Fact merges with fiction in surreal North


Determining whether stories about North Korea are true or false means delving into a very wide, gray area where the genuinely surreal mixes confusingly with the patently absurd.

For example, which of these reports about leader Kim Jong Un appears — at least on paper — the more likely?

That he executed his purged uncle, Jang Song Thaek, by feeding him naked to a pack of starving dogs, or that his birthday celebrations in Pyongyang were led by a serenade from a cross-dressing former NBA all-star with a penchant for facial piercings and celebrity wrestling?

The latter is borne out by a YouTube video showing ex-Chicago Bulls guard Dennis Rodman’s off-tune rendition of “Happy Birthday” before an exhibition basketball match watched by Kim on Wednesday.

On the other hand, the death-by-dog story, which was picked up by some international media, was apparently based on a satirical tweet posted on a Chinese website. This was then picked up by the Chinese newspaper Wen Wei Po, leading to shocked headlines in the Western media.

Differentiating fact from fiction is particularly difficult when it comes to North Korea given the country’s profound isolation, which makes any story not sanctioned by its highly secretive regime almost impossible to verify. At the same time, international interest in what goes on in North Korea is enormous, especially when it comes to sensational stories that satisfy a widespread perception of the country as brutal, backward and bizarre.

These factors combine to create a cavernous media echo chamber that provides resonance and substance to rumor and speculation. Elements can then be cherry-picked and put together into a sensational news item, as happened with the rumors swirling around Kim’s purge and execution of his uncle and political mentor, Jang, last month.

The most spectacular version would read something like this: Kim Jong Un had his elderly uncle, who had an affair with Kim’s wife, fed naked to a pack of 120 starving dogs, thereby also inducing a heart attack in his aunt, who now lies in a vegetative coma.

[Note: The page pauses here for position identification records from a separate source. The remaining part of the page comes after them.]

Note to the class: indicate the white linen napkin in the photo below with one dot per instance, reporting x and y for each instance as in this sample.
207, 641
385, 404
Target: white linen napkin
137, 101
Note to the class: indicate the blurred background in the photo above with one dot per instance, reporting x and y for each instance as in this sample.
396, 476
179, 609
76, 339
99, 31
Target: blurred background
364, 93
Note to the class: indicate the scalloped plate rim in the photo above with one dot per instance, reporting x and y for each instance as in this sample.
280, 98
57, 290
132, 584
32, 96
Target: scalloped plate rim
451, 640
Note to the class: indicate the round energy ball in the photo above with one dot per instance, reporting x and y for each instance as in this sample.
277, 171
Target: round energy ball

A number of these elements originated from the mainstream South Korean media and North Korean defector-run websites — both of which, analysts note, have a vested interest in painting the North and its leadership as a source of unimaginable horror.

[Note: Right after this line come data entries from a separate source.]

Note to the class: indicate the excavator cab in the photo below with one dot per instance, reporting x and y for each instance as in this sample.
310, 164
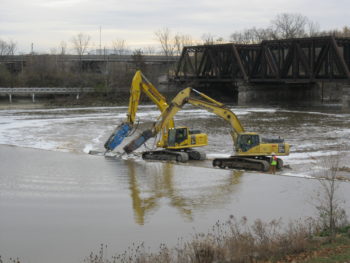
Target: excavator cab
185, 138
247, 141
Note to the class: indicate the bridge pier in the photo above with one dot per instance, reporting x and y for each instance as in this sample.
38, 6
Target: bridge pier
307, 94
346, 97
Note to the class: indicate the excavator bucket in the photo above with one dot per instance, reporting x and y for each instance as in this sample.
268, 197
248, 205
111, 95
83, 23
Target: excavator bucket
136, 143
117, 136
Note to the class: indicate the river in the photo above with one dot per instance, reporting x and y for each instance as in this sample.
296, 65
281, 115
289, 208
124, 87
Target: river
58, 203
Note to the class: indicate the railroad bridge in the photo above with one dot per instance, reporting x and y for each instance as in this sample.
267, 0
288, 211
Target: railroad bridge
274, 70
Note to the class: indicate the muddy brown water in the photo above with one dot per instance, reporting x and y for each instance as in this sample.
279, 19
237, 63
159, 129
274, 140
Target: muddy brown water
58, 203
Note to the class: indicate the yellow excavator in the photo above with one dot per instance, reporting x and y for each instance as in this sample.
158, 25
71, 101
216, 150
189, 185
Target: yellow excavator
140, 84
252, 152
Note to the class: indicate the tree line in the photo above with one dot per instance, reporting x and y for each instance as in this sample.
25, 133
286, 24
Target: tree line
51, 70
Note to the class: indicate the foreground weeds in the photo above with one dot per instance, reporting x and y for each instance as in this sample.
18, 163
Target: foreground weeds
231, 241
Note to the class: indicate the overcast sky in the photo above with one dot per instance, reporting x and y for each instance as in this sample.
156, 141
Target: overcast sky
48, 22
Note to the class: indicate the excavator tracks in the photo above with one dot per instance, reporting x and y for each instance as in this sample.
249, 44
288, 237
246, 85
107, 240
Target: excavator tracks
242, 163
164, 155
179, 156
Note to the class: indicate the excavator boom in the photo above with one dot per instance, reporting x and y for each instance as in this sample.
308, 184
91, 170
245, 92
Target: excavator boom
139, 84
251, 151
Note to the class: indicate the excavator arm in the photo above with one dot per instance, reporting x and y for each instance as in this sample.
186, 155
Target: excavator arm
140, 84
182, 98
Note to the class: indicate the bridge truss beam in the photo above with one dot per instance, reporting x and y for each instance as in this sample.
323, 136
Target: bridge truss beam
290, 60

Choi Jung Hoon, director of the Free North Korea radio station in Seoul, said the media frenzy surrounding Jang’s execution had proved particularly fertile ground.

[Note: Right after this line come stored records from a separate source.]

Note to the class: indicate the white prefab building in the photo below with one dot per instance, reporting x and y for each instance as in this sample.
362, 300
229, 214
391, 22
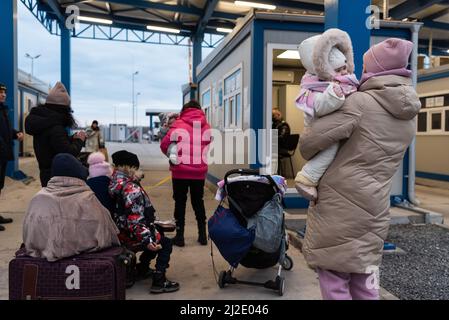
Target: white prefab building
244, 78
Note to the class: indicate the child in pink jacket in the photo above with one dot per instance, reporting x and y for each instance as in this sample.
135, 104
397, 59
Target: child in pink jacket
191, 133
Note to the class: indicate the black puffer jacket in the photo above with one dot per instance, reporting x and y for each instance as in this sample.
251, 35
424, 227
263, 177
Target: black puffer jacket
47, 124
7, 135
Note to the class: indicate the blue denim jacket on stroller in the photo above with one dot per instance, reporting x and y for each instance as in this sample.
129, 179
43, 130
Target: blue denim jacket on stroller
252, 202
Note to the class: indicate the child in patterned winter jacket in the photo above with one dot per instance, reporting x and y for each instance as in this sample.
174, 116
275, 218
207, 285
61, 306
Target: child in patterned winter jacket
135, 216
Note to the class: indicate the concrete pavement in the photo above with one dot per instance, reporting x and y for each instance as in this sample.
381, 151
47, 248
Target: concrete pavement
191, 265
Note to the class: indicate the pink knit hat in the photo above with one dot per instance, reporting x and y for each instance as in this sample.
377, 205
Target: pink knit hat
98, 166
58, 95
390, 54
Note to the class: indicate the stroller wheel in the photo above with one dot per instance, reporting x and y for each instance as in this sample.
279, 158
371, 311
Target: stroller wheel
222, 279
281, 285
287, 264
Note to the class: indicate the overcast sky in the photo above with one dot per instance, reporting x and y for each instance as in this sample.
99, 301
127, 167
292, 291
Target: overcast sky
101, 72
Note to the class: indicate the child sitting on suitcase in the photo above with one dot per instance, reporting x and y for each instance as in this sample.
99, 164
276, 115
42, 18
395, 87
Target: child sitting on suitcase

“News from such a closed country like the North still remains limited . . . leaving unconfirmed speculation to fill the void,” Choi, who fled his homeland in 2007, said. “People are just imagining what they believe may go on in North Korea — a weird, wild place where apparently anything can happen.

“Sometimes the picture they draw is so ridiculous, so different from the country I lived (in) and know.”

But North Korea is complicit in fostering the atmosphere that generates such sensational headlines. Its relentless bolstering of the personality cult surrounding the ruling Kim dynasty, now in its third generation, and its apocalyptic, high-decibel threats of nuclear war are mostly meant for domestic consumption, but are nevertheless pounced on by the rest of the world as evidence of a country driven by paranoid delusion.

Kang Chan-ho, a senior journalist and North Korea specialist with Seoul’s liberal Hankyoreh daily, said many stories were concocted by the North’s critics.

“Some defectors tend to mix their own personal sense of grievance against Pyongyang with rumors that can never really be verified,” Kang said. “News media amplify these unverifiable stories to cater to their readers who like to read such wild stories about the North.”